If you’re replacing a dishwasher, ENERGY STAR qualified dishwashers can save more than $25 a year in electricity costs compared with standard models.

  • Washing a load of dishes in the dishwasher uses about 10 gallons of water. Washing the same amount of dishes by hand uses an average of 16 gallons. By using the dishwasher, you’re not only saving water, you’re also saving the money it costs to heat those extra six gallons.
  • Rinsing dirty dishes before you load your dishwasher means you’re basically washing your dishes twice. Scraping food instead of rinsing should be sufficient for most dishwashers.
  • Your dishwasher uses the same amount of water and electricity regardless of how many dishes are loaded. Always run a full load and the shortest cycle necessary to get them clean.
  • Running your dishwasher generates heat, so running it at night during the summer and day during the winter can help with cooling and heating costs.
  • Cancel the drying cycle and allow the dishes to air dry. Depending on your model, this can save between 15-50% of the total energy your dishwasher uses.

Stove and Oven

  • When you’re using your regular oven, open the door only when necessary. The heat from an open oven door reduces the cooking temperature and heats up your home, making your air conditioner work harder.
  • During the winter, leave the oven door open once you’ve turned the oven off to cool faster and save energy.
  • If your oven has a glass door and internal light, check your food without opening the door when possible.

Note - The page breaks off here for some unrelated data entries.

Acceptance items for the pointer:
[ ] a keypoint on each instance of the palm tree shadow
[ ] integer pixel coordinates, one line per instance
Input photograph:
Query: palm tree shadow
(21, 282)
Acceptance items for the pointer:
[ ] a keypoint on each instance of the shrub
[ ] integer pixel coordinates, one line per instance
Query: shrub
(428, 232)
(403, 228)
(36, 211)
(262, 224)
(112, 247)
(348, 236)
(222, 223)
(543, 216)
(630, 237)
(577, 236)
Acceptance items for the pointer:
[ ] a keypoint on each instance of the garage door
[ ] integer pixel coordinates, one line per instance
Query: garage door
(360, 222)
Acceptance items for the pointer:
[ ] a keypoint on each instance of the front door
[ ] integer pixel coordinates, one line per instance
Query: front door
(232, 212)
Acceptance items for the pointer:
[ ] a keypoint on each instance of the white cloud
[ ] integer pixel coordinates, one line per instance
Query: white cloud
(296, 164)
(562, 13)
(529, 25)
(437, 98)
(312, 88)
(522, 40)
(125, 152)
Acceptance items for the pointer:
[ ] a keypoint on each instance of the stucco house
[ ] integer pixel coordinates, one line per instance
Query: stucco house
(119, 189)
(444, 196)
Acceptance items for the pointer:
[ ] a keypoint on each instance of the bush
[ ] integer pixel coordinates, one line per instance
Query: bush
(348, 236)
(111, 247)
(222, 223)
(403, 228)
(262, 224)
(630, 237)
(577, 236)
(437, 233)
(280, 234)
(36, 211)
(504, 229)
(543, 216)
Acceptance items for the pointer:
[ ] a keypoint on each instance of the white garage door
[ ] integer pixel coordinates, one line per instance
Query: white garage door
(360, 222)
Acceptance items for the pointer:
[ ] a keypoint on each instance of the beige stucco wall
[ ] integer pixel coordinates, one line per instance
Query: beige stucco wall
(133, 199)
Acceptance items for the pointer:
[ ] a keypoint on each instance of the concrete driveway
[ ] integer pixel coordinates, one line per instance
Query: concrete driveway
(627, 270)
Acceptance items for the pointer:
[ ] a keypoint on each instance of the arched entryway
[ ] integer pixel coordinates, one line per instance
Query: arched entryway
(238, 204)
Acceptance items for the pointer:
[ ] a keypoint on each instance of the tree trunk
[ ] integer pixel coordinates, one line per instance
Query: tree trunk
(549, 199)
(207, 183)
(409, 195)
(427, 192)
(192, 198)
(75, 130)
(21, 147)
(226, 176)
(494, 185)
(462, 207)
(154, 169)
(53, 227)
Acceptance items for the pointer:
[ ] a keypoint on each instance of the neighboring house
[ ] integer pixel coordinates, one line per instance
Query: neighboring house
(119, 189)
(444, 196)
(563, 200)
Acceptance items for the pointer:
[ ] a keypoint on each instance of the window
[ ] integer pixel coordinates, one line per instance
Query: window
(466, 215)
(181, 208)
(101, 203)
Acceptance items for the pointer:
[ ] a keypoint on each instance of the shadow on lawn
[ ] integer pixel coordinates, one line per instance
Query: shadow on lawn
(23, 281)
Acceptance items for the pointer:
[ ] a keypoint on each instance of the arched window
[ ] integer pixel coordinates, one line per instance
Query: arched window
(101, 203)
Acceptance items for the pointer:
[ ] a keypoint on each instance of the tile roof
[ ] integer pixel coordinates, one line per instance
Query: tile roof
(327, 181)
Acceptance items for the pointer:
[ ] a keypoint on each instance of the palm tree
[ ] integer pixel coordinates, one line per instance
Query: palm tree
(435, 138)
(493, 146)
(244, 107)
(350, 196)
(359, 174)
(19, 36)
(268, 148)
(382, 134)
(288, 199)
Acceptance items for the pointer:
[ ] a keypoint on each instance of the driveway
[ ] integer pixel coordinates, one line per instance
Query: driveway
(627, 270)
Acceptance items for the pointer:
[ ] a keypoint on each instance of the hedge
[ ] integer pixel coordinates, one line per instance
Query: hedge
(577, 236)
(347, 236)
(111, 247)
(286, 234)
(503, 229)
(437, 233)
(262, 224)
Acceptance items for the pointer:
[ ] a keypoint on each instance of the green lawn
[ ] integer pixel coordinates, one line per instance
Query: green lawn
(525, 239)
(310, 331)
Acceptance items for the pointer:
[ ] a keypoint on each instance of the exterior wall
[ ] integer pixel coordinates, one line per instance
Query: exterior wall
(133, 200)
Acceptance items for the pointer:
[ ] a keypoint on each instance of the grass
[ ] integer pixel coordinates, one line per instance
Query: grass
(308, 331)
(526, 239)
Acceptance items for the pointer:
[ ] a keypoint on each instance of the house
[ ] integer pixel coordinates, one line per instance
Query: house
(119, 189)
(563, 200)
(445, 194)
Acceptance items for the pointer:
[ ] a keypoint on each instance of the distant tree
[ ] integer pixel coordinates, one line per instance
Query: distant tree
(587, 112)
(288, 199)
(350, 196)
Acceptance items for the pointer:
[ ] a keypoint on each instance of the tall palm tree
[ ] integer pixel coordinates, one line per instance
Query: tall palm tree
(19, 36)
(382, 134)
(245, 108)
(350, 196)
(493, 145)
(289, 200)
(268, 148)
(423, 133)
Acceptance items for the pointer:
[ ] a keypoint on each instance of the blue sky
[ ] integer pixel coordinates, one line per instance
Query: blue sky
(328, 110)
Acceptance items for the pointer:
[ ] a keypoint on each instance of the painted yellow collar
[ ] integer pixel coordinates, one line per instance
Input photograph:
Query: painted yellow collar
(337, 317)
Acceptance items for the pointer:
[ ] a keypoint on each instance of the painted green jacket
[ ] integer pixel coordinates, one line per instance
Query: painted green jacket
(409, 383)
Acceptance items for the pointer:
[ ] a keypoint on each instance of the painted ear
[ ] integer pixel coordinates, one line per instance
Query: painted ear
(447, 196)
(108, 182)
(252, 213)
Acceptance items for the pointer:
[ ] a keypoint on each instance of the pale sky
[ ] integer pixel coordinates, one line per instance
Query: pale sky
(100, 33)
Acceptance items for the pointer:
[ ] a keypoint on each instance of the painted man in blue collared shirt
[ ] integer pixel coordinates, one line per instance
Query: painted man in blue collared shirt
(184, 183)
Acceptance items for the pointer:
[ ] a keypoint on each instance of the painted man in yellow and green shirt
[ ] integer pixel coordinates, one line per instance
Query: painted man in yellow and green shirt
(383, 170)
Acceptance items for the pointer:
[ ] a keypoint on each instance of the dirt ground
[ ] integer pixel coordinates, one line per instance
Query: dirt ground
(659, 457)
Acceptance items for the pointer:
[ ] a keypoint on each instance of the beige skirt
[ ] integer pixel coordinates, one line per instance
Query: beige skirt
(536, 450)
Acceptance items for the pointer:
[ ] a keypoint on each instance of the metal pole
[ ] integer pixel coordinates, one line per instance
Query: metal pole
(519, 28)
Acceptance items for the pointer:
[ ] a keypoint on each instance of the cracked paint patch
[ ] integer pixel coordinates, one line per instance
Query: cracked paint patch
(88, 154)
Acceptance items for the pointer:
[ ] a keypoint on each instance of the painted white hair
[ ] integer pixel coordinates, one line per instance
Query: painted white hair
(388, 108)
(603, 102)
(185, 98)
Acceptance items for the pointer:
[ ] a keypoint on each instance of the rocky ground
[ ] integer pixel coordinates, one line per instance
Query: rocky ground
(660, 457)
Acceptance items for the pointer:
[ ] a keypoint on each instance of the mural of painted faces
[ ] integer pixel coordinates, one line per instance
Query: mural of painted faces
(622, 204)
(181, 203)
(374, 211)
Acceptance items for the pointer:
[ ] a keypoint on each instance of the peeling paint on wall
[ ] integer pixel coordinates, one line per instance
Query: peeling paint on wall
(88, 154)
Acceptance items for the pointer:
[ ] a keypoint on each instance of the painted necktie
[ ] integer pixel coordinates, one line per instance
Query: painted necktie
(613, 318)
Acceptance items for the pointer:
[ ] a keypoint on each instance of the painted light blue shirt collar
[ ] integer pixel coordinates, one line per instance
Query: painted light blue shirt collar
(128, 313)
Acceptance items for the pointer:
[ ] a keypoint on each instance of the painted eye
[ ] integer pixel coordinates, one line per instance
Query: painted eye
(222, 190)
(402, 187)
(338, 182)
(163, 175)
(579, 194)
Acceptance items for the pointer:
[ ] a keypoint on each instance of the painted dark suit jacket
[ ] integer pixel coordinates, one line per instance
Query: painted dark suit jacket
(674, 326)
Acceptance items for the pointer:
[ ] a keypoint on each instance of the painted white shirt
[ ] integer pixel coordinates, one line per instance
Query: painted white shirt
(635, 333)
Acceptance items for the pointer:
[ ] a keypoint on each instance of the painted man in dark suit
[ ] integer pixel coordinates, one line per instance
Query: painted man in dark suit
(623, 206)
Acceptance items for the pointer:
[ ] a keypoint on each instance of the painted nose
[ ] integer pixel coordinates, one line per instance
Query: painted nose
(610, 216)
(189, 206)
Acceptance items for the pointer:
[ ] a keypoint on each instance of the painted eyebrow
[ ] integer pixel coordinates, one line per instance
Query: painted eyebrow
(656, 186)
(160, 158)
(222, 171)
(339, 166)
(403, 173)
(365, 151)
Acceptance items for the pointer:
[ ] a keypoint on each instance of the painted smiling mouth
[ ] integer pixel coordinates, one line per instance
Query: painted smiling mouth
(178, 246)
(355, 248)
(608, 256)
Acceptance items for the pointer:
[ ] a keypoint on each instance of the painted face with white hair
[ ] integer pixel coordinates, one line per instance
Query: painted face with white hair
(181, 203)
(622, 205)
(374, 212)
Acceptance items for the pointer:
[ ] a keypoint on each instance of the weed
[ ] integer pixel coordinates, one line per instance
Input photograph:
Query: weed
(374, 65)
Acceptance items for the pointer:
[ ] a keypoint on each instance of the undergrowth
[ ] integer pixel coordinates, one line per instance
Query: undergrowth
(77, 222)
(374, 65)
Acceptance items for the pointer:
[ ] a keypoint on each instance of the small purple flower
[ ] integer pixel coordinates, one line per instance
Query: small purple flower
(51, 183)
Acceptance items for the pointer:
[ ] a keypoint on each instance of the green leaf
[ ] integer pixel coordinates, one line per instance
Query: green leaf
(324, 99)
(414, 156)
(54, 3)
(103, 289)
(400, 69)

Keep the Heat Where it Belongs

  • If your kitchen has internal doors separating it from the rest of the house, keep them closed when you’re cooking in the summer. This keeps the kitchen from heating up the rest of your home, which makes your air conditioner work harder.
  • In the winter, leave the kitchen doors open to allow the heat from your stove or oven to help heat the rest of your home.
  • Use the stove exhaust fan to help draw the excess heat out of the kitchen.
  • If your kitchen has windows, open them to let the hot air out. This works best when the kitchen door is closed and you’re running a ceiling fan.

Faucets

A single leak can waste gallons of water. And if the hot water leaks, you’re not only wasting water, you’re also wasting the energy it took to heat it.

Lighting

Replace your incandescent bulbs (the kind we’ve all used for decades) with compact fluorescent light (CFL) bulbs or light emitting diode (LED) bulbs. LED bulbs with the ENERGY STAR label can last up to 25 times longer than traditional incandescent bulbs, which means you could save up to $75 on your energy bills each year.

  • According to EnergyStar.gov, “CFLs use about 70% less energy than incandescent bulbs.”
  • According to EnergyStar.gov, “Residential LEDs — especially ENERGY STAR rated products — use at least 75% less energy, and last 25 times longer, than incandescent lighting.”

Get the heat out of the kitchen with these energy savings tips!